Le Manchot le suivait des yeux avec un regard de hyène, et se réjouissait intérieurement des douleurs horribles qu’il voyait souffrir à cet homme, qu’il détestait.

Cependant le Loupeur se calma peu à peu ; il se redressa, jeta un regard autour de lui comme s’il s’éveillait d’un profond sommeil : il passa la main sur son front comme pour en chasser les derniers nuages ; un sourire amer crispa les commissures de ses lèvres…

La lutte était terminée, sa résolution était prise. Quelle qu’elle fût, désormais cette résolution était immuable.

Le Loupeur emplit son verre, le vida d’un trait ; et s’adressant au Manchot, qui avait suivi, avec une curioriosité avide, toutes les péripéties étranges de cette affreuse lutte morale, il lui dit, du ton le plus calme, en retirant une fort belle montre de son gousset, et la consultant :

— Ah ! ça, compagnon, il est six heures trente-cinq, j’ai beaucoup à faire : mieux que personne, vous devez le savoir. À sept heures précises, je partirai ; tant pis pour votre ami s’il ne vient pas ; certes, je ne l’attendrai pas une seconde. D’ailleurs, je n’aime pas qu’on me fasse poser.
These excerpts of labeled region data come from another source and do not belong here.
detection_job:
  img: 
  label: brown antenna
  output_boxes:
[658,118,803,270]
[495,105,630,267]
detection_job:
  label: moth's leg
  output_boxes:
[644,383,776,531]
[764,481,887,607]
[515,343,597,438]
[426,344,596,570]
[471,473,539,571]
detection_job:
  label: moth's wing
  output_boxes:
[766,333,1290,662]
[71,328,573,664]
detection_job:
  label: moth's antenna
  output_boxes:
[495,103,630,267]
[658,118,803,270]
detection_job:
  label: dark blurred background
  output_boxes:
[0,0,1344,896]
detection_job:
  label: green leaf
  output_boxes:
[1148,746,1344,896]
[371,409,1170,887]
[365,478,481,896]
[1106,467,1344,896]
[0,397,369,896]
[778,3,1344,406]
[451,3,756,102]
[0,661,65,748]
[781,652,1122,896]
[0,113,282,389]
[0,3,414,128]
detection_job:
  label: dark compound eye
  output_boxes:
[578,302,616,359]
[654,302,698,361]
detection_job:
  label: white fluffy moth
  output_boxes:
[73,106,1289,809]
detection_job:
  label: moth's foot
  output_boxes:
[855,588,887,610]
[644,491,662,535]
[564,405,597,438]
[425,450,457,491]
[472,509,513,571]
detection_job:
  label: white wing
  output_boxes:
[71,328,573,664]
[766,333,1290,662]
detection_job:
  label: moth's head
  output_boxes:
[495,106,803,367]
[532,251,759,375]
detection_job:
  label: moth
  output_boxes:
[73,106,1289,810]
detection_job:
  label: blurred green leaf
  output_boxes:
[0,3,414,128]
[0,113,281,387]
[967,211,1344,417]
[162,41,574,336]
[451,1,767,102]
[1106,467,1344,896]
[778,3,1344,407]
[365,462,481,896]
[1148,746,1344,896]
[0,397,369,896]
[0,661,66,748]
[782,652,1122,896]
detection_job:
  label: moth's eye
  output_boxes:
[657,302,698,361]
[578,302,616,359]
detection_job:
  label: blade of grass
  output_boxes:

— Je vous ai déjà dit, mon maître, et je vous le répète, qu’il sera ici à sept heures moins le quart.

— Avec l’argent et le passeport ?

— Oui, il me l’a promis.

— Très bien ; j’attendrai jusqu’à l’heure dite. À votre santé ! il se versa un plein verre de vin. Vous ne me faites pas raison ? ajouta-t-il.

— Vous m’excuserez, cher monsieur ; je n’ai pas une tête comme la vôtre, moi ; quelques verres de vin me rendent malade, je ne bois que de l’eau.

— Pardieu ! vous justifiez le proverbe, vous savez la chanson ?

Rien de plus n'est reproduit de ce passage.